An emergency ward doctor also said that two Rohingya men who had been shot in Myanmar entered Bangladesh and were taken to hospital.

“One of them, aged 25, died hours after he was admitted here,” the doctor said on condition of anonymity.

Militancy growing
The latest violence started on Friday as hundreds of men purportedly from the Arakan Rohingya Salvation Army (ARSA), ambushed Myanmar police posts using knives, some guns and homemade explosives to kill at least a dozen security forces.

At least 77 Rohingya militants died in the ensuing fight back, according to the office of Myanmar’s de-facto leader Aung San Suu Kyi — the highest declared single day toll since ARSA emerged as a force last year.

The group says it is fighting to protect the Rohingya from abuses by Myanmar security forces and the majority-Buddhist Rakhine community who they accuse of trying to push their roughly 1 million-strong community out.

Attacks on police posts last October sparked a wave of deadly ‘clearance operations’ by Myanmar’s army and forced some 87,000 Rohingya to flee to Bangladesh. The UN believes that military crackdown may have amounted to ethnic cleansing of the Rohingya.

The army denies the allegations which included civilian killings and mass rape. Rights groups fear a similar crackdown may take place following Friday’s brazen attacks.

Bloodshed continued on Saturday with residents fleeing remote villages to the town of Maungdaw, only to be greeted with more violence there. Three village officials were killed overnight near Maungdaw, according to the office of State Counsellor Suu Kyi.

Hours later residents inside the town, which is close to the Bangladesh border, ran for safety as gun shots rang out as a local administration office came under attack by militants.

“Our situation is urgent,” Myint Kyaing, a Maungdaw administrative officer told AFP on Saturday afternoon before hanging up the phone.

Ethnic Rakhine Buddhists armed themselves with knives and sticks as tension soared in a town that has repeatedly been the epicentre of religious violence since 2012. With panic spreading, scores of Hindu villagers fled from surrounding villages to Maungdaw after rumours they were also a target for the militants.

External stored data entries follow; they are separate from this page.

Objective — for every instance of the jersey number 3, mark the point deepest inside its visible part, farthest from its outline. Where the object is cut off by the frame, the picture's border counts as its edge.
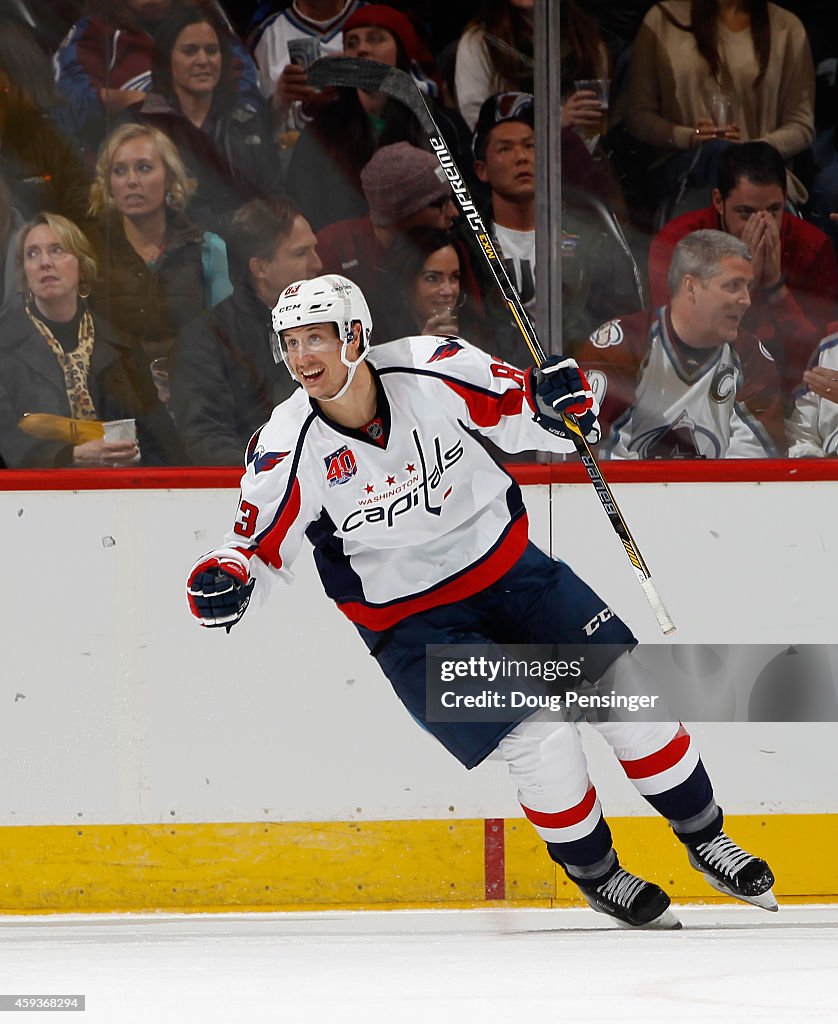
(247, 523)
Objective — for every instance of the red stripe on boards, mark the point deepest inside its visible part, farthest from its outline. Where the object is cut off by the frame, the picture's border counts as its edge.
(494, 858)
(666, 758)
(563, 819)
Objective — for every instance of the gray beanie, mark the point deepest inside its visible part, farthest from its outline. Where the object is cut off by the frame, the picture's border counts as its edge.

“There is no security in the villages,” Buthon, a Hindu man in Maungdaw told AFP. The government has declared the Arakan Rohingya Salvation Army (ARSA) a terrorist organisation.

Myanmar says the group is headed by Rohingya jihadists who were trained abroad but it is unclear how large the network is and they appear to be using homespun weapons in addition to guns seized during their raids.